1234567891011121314151617181920212223242526272829303132333435363738394041424344454647484950515253545556575859606162636465666768697071727374757677787980818283848586 |
- .TH DMAINIT 9
- .SH NAME
- dmainit, dmasetup, dmadone, dmaend, dmacount \- platform-specific DMA support
- .SH SYNOPSIS
- .ta \w'\fLushort 'u
- .B
- void dmainit(int chan)
- .PP
- .B
- long dmasetup(int chan, void *va, long len, int isread)
- .PP
- .B
- int dmadone(int chan)
- .PP
- .B
- void dmaend(int chan)
- .PP
- .B
- int dmacount(int chan)
- .PP
- .SH DESCRIPTION
- These functions manage DMA on a bus that uses ISA-style DMA controllers.
- They were originally devised for the x86 platform, but the same interface, and similar code,
- is used by other platforms that use similar controllers.
- They compensate as best they can for the limitations of older DMA implementations
- (eg, alignment, boundary and length restrictions).

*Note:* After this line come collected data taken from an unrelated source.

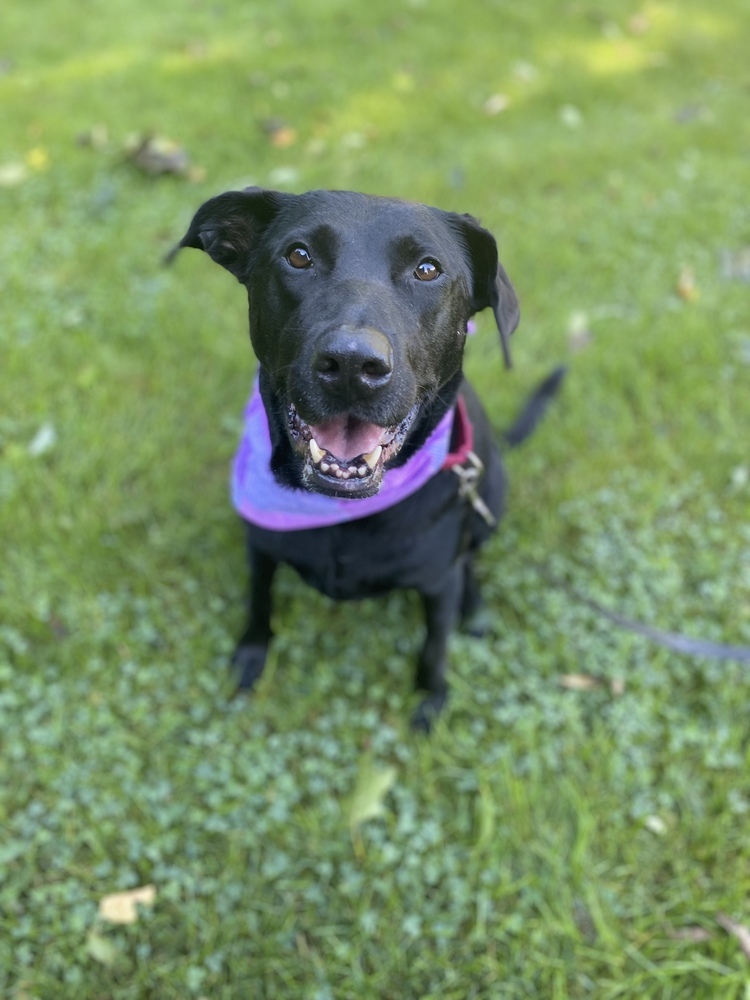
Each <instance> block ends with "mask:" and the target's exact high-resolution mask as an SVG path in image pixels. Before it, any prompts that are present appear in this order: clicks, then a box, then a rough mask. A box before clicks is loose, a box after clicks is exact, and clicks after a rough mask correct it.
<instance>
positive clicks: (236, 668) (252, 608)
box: [232, 544, 278, 691]
mask: <svg viewBox="0 0 750 1000" xmlns="http://www.w3.org/2000/svg"><path fill="white" fill-rule="evenodd" d="M248 555H249V560H250V607H249V615H248V621H247V627H246V629H245V631H244V632H243V633H242V638H241V639H240V641H239V642H238V643H237V648H236V649H235V651H234V654H233V656H232V668H233V670H234V671H235V673H236V675H237V687H238V688H239V689H240V690H242V691H249V690H250V689H251V688H252V687H254V686H255V684H256V682H257V681H258V679H259V678H260V675H261V674H262V673H263V667H264V666H265V665H266V655H267V653H268V644H269V642H270V641H271V638H272V636H273V632H272V631H271V584H272V583H273V576H274V573H275V572H276V566H277V565H278V563H277V562H276V560H275V559H273V558H272V557H271V556H269V555H268V554H267V553H265V552H261V551H260V550H259V549H257V548H255V546H254V545H252V544H251V545H250V546H249V547H248Z"/></svg>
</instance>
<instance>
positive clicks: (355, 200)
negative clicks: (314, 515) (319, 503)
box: [177, 188, 518, 498]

- There are 8 DMA channels:
- 0 to 3 are byte-oriented; 4 to 7 are word-oriented (16-bit words).
- .PP
- .I Dmainit
- must be called early in a driver's initialisation to prepare
- .I chan
- for use.
- Amongst other things, it allocates a page-sized buffer to help circumvent hardware
- restrictions on DMA addressing.
- .PP
- .I Dmasetup
- prepares DMA channel
- .IR chan
- for a transfer between a device configured to use it
- and the virtual address
- .IR va .
- (The transfer is started by issuing a command to the device.)
- If
- .I va
- lies outside the kernel address space,
- the transfer crosses a 64k boundary,
- or exceeds the 16 Mbyte limit imposed by some DMA controllers,
- the transfer will be split into page-sized transfers using the buffer previously allocated by
- .IR dmainit .
- If
- .I isread
- is true (non-zero), data is to be transferred from
- .I chan
- to
- .IR va ;
- if false, data is transferred from
- .I va
- to
- .IR chan .
- In all cases,
- .I dmasetup
- returns the number of bytes to be transferred.
- That value (rather than
- .IR len )
- must be given to the device in the read or write request that starts the transfer.
- .PP
- .I Dmadone
- returns true (non-zero) if
- .I chan
- is idle.
- .PP
- .I Dmaend
- must be called at the end of every DMA operation.
- It disables
- .IR chan ,
- preventing further access to the previously associated memory and,
- if a low-memory buffer was required for input, transfers its contents
- to the appropriate part of the target buffer.
- .PP
- .I Dmacount
- returns the number of bytes that were last transferred by channel
- .IR chan .
- The count is always even for word-oriented DMA channels.